Pischetsrieder cultivates his sources in search of rare cigars; he has standing orders with several of London's top dealers. "The real goal is to find an old cigar, and I'm not talking six months," he says, savoring a rare after-lunch Partagas 898. "I'm talking 10 years, because the taste gets better. New cigars have a greenish taste because they're so fresh." A dealer in Munich recently scored two handsome boxes of aged Hoyas, "better made than average and in a chest that resembled a jigsaw puzzle." Pischetsrieder also has an unopened chest of 100 Montecristo Special Selections from 1958 that was produced only for Alfred Dunhill in London.
His growing collection of about 5,000 cigars at his Munich home includes some 20-year-old Partagas 898s--even a few pre-Castro Cubans and Dom Perignons. "You always hesitate to smoke them," he says wistfully. "But after all, that's why they were made." Besides, Pischetsrieder adds with that Turkish twinkle flashing, "I don't believe in leaving all funds to my heirs. I would rather enjoy smoking one with my son today."
Unlike many of his colleagues and fellow cigar aficionados, Pischetsrieder, who is married and has two children about whom he's as secretive as future business deals, claims no set cigar routine. "I have so many different cigars and always like a change." His favorites are Dom Perignon, Hoya de Monterrey Double Corona, Partagas 898 and Romeo y Julieta Belicoso. He derides anything smaller than a corona as lacking in taste. Surprisingly, until now, the vast Pischetsrieder tobacco collection has been stored humbly, in a cupboard, with no temperature control, though he is able to maintain humidity at a steady 70 percent. Almost apologetically, Pischetsrieder admits he's finally placed an order for a customized humidor, which he recently had shipped from the United States.

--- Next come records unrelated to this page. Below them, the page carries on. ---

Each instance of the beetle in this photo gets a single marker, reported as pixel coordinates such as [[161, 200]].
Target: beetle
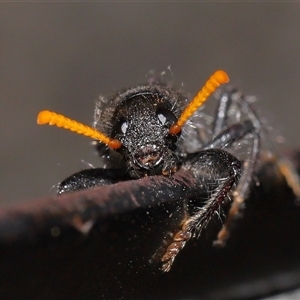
[[144, 132]]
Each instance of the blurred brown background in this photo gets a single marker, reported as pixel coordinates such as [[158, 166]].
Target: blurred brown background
[[61, 56]]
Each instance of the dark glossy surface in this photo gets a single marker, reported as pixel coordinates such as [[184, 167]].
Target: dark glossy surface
[[111, 261]]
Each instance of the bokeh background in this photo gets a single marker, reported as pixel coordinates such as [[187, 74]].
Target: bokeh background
[[62, 56]]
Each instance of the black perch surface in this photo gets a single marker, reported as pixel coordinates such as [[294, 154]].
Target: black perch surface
[[100, 244]]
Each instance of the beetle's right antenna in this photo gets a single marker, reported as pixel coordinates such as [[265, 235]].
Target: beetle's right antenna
[[52, 118], [218, 78]]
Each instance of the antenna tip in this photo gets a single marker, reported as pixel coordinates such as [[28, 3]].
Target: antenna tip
[[44, 117], [221, 76]]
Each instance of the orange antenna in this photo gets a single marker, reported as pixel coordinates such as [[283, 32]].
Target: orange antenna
[[52, 118], [218, 78]]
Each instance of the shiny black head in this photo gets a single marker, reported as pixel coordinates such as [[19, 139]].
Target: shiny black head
[[141, 120]]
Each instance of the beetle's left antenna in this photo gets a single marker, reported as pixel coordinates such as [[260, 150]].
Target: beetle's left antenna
[[52, 118], [215, 80]]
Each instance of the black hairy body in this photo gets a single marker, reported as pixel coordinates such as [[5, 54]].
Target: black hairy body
[[140, 118]]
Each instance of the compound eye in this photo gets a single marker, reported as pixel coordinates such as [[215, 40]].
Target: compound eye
[[120, 127], [165, 116]]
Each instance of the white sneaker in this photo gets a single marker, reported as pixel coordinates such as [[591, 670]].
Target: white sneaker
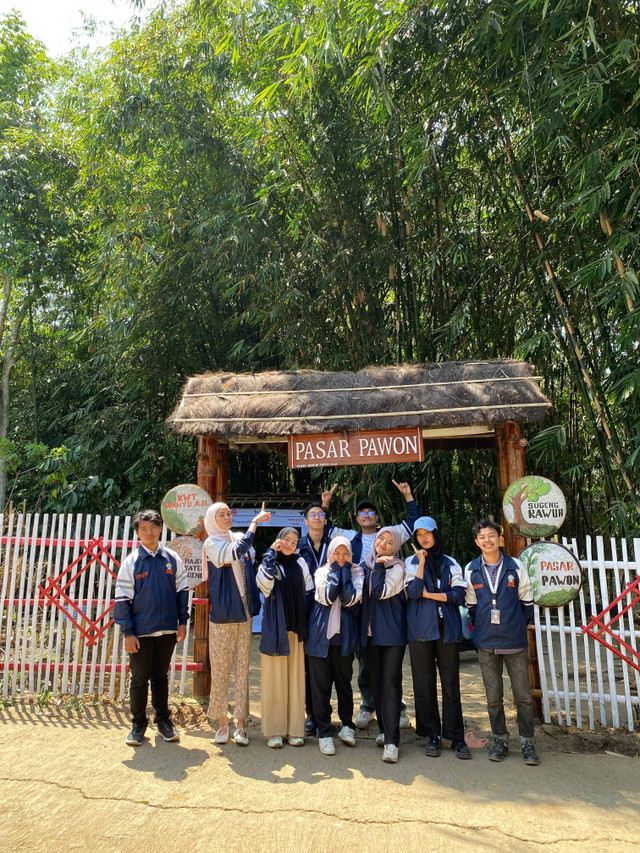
[[240, 737], [326, 746], [347, 735], [222, 735], [362, 720], [390, 753]]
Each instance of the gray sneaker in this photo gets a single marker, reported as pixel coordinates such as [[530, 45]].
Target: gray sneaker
[[529, 752], [136, 735], [166, 730]]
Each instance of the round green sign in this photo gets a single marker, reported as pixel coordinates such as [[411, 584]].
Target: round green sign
[[534, 506], [184, 508], [555, 572]]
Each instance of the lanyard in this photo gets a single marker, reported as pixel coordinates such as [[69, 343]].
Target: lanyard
[[493, 587]]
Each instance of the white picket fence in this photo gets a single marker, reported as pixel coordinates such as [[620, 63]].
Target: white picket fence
[[42, 650], [583, 682]]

There's little left of his 898. Dusting the ash, he rises from the table. He's off to a photo shoot, then it's back to the office. Bernd Pischetsrieder has a lot more communication to conduct before the end of the day. BMW is no longer a little Bavarian company. It's a global enterprise with the inherent payoffs, and risks. Indeed, there are plenty of skeptics betting the big Rover deal will ultimately go bust. And the Spartanburg plant has its own problems. Quality control has been below expectations and production rates remain well behind schedule.

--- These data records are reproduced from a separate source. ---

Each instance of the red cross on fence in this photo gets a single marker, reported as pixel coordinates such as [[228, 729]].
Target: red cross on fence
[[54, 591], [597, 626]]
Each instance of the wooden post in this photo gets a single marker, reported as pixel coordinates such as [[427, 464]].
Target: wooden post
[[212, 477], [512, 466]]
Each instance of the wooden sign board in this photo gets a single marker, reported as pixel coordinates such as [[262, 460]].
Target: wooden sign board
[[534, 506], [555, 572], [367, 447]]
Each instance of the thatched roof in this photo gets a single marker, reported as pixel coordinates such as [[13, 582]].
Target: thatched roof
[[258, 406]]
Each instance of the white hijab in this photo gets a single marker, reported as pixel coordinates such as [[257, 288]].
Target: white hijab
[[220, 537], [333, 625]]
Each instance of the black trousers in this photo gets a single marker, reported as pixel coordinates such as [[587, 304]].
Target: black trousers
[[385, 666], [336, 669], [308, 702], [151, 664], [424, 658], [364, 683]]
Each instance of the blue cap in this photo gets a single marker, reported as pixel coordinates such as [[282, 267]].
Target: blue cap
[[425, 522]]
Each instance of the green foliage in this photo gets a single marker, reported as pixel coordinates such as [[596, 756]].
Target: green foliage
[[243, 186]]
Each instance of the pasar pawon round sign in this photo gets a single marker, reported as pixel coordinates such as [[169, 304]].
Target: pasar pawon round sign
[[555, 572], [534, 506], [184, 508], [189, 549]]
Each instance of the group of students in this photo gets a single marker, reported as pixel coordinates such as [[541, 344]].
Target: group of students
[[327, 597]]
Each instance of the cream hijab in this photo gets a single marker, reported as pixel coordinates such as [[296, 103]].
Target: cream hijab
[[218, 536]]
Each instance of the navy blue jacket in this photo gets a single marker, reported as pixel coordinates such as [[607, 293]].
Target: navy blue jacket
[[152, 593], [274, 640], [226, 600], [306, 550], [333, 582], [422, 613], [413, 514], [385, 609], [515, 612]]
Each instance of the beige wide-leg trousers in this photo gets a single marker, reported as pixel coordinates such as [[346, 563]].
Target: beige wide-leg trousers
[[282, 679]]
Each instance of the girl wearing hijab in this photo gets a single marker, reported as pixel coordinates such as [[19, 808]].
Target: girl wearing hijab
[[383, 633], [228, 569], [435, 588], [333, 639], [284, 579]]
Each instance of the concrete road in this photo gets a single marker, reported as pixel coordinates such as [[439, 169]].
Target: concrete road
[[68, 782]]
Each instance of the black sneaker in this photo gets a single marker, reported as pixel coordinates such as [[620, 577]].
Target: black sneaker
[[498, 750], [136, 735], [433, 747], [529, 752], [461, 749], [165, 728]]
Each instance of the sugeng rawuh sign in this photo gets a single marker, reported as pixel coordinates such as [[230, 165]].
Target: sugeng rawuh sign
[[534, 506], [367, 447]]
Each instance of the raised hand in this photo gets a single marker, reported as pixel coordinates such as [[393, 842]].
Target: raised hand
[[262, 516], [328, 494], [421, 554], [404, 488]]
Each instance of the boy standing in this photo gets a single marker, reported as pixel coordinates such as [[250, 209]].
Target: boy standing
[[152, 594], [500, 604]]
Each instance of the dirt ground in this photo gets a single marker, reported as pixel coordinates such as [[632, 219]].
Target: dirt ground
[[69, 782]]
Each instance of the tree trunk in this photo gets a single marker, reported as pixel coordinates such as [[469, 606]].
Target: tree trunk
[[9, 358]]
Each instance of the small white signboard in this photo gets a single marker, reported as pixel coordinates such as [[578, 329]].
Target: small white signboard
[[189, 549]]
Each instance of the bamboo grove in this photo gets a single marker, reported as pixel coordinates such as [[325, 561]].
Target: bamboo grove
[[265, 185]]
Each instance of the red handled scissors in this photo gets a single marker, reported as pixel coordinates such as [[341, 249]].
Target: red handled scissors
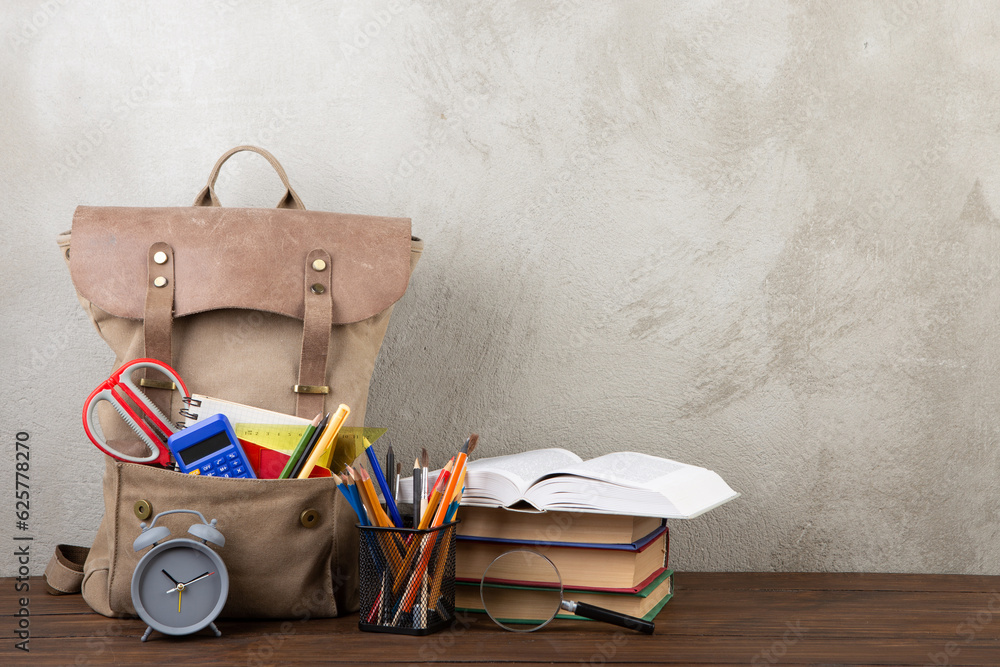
[[148, 422]]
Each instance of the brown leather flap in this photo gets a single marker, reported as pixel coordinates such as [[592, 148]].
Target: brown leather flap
[[239, 258]]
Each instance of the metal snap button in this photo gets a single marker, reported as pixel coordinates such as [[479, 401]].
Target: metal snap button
[[142, 509], [309, 518]]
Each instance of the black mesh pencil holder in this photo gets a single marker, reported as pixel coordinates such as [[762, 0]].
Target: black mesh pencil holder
[[407, 579]]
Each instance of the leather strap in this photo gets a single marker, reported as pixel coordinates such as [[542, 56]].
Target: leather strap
[[316, 326], [64, 573], [207, 196], [158, 319]]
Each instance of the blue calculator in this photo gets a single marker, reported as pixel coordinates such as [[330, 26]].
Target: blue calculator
[[210, 448]]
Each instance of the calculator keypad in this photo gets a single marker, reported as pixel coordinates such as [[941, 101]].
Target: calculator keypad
[[226, 465]]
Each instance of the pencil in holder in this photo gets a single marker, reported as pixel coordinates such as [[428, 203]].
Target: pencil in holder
[[407, 583]]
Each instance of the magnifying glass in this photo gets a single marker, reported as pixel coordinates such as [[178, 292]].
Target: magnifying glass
[[520, 608]]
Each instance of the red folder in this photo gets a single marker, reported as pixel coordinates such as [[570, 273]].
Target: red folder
[[268, 463]]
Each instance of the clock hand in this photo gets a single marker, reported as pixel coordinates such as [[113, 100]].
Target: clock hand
[[181, 587], [207, 574]]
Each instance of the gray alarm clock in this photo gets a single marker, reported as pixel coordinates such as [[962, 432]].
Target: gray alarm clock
[[181, 585]]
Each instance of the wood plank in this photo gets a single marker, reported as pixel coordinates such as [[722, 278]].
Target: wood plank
[[553, 648], [715, 618], [829, 581]]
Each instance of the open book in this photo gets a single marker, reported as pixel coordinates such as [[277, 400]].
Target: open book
[[620, 483]]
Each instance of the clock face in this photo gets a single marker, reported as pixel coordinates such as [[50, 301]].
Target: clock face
[[180, 586]]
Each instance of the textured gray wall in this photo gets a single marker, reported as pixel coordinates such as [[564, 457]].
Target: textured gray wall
[[759, 238]]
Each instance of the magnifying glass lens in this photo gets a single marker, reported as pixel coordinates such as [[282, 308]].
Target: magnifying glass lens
[[513, 606]]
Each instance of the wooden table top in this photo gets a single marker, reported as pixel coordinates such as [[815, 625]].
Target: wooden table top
[[714, 618]]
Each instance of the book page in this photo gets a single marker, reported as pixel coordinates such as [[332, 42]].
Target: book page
[[632, 483], [627, 469], [524, 468]]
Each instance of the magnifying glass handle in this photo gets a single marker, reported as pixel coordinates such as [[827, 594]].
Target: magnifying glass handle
[[608, 616]]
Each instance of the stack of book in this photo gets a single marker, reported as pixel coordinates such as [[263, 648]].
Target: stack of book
[[602, 523], [611, 561]]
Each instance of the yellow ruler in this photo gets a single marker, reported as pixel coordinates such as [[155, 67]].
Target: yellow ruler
[[351, 441]]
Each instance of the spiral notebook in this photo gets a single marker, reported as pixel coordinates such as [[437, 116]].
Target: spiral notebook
[[199, 406]]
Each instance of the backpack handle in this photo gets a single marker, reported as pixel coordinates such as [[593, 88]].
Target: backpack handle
[[207, 196]]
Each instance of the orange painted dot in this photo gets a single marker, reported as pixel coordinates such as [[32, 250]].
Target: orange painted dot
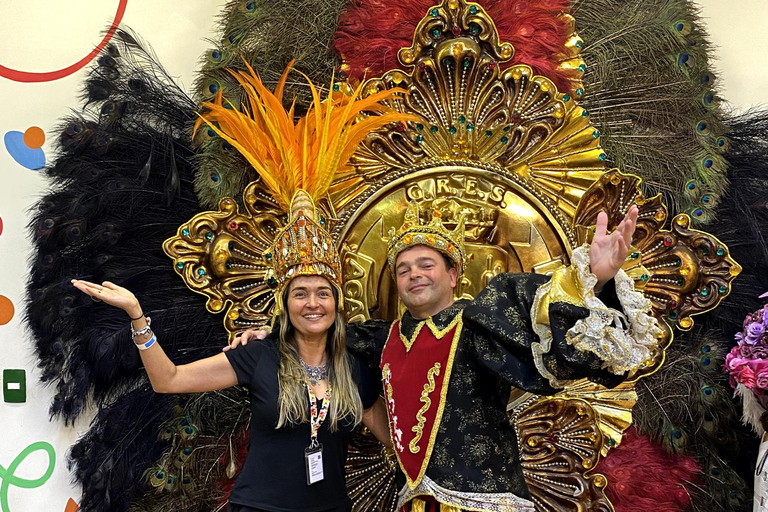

But Pischetsrieder's confidence level is as rigid as his posture. Running an auto company is normally an old man's game. After five or six years at the helm, you're worn out, ready to fall over. But by the time Pischetsrieder would reach mandatory retirement age, he'll have put in nearly 20 years on the job. Doesn't he ever burn out?
Certainly not yet. And not in the foreseeable future. "I don't ever see a reason to slow down," he says, the jet-black goatee finally breaking into a grin. Pischetsrieder does like to "cut off" when he returns home to the Bavarian hills each night. He'll "watch the birds and the mountains for 20 minutes. That's enough." Then it's time to start thinking about his next big move.
Paul A. Eisenstein runs The Detroit Bureau, an independent automotive news service.